Through my own curious research, I found there is something called a Voluntary Placement Agreement, which allows parents and guardians to voluntarily place into foster care for a specific length of time so the child can get the help and resources they need. I have no way of knowing for sure as the only person I could ask wouldn’t be able to tell me anything if she was indeed involved, but I wonder if this is what occurred with my brother’s situation as it would explain the involvement of social services had, how my mother could be heavily informed and involved yet have little control over what happened, and that my brother was eventually able to go home after a couple years.

I had to go to work a few hours after that initial appointment. It was Hell trying to be a productive employee in the face of customers who couldn’t see me grimacing underneath my face mask trying to control all these thoughts I was having.  

Two days after that appointment, I went on a small vacation to Las Vegas with my husband to see Metallica. Despite a few relatively minor setbacks and lack of sleep, I had a good time overall. For a few days, my mental health wasn’t a burden, but the nightmares restarted once I got home. I feel like my brain closed a dam to hold back all these intense feelings for a short break and then burst open the flood gates once things returned to normal. I’ve been struggling with a mental low that’s kept me on edge ever since.  

I dreamt my mother declared my younger brothers were long lost princes of a Russian empire; the older of the two was the “golden prince”. I spoke up that she was either lying or if she was telling the truth that should have also meant I was the long lost princess, but everyone laughed at the notion whilst my mother glared at me from a distance. “How could your mother be untruthful? How could you be a princess? Nonsense!” Ashamed, I found myself enveloped in blackness and eventually realized I was in the shadow of my mother and brothers—a shadow that grew bigger the further they were with their backs towards me. It was an obvious metaphor to my mother favoring my two younger brothers over me, particularly the older of the two who was her perfect golden child that I was always compared to during and after the divorce. I wasn’t as organized, quiet, academic, or well-behaved as he was. My other brother, the one with mental health issues and alcoholism later in life, could do no wrong no matter what he did like your typical baby of the family. “There’s too much estrogen in this house,” she would say to me; her only daughter and therefore the only other female member of the household. Of course, I couldn’t say how she made me feel because she would blow me off and likely no one would have believed me because everyone knew her as the sweet little lady who couldn’t possibly have a mean bone in her body after everything she went through during her two chaotic marriages—not that I didn’t try to stand up to her from time to time.  

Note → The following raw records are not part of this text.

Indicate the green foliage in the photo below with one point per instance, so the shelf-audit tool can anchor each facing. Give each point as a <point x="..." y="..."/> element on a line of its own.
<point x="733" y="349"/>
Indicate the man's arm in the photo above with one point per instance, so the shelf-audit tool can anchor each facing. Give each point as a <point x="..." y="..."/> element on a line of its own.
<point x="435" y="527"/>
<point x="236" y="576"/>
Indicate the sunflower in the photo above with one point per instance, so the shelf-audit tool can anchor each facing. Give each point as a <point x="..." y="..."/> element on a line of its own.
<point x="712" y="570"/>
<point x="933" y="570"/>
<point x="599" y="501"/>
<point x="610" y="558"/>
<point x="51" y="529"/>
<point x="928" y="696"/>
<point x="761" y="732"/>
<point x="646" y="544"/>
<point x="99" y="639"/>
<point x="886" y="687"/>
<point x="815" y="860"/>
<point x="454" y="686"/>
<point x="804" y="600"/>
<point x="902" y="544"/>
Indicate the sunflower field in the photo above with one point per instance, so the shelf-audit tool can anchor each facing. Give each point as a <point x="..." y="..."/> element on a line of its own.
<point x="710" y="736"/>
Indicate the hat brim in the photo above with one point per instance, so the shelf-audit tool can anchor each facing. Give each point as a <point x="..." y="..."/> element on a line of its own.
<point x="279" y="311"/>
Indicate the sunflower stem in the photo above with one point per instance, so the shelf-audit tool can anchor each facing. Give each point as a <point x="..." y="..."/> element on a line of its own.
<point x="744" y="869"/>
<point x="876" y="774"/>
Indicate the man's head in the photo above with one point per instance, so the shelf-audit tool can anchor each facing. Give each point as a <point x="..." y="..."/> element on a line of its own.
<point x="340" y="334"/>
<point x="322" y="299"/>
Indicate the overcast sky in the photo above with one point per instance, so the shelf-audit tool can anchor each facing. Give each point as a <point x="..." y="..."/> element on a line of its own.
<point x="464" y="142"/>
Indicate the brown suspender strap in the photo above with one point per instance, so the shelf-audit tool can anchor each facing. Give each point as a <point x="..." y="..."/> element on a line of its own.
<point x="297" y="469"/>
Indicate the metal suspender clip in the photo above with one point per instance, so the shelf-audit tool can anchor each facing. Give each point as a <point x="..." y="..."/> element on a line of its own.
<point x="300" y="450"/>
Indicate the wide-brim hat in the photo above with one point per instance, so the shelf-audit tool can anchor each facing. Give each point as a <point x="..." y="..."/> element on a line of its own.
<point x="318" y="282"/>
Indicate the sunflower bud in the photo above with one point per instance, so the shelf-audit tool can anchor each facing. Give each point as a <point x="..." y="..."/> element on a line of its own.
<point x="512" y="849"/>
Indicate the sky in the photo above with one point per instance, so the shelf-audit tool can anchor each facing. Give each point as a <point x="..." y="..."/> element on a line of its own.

Since then, I’ve been automatically recalling memories. Some always lurk in the back of my mind like the things I wrote about when I started the Don’t Worry, Do Your Best blog two years ago. Some I sort of forgot. One such memory was when I was really little. I was misbehaving and she spanked me on the bottom—not hard, but just enough to put me in my place. I had somehow learned about physical abuse at that age, possibly through my parent’s own marriage, and I called her out on it. “I think I’m being abused!” Her response was to put me in the car, drive down to the police station, and demanded that I file a report with the police if I truly believed I was being abused. I only vaguely remember being brought to the police station and would otherwise have forgotten about this incident if she hadn’t repeatedly told friends and family about how she called my bluff. At the time, they laughed about it like she was repeating a joke she heard. Fucking Boomers. “She knew that she wasn’t being abused!” when she commented on why I wouldn’t leave the car. Of course I couldn’t bring myself to get out of the car—I was a nervous toddler for fuck’s sake! I never thought of how fucked up that story actually was until now and was possibly a reason why I didn’t come forward about what she put me through emotionally and mentally.

My next appointment is in ten hours and I’m admittedly a little scared—what other fucking shitty memories will it unlock?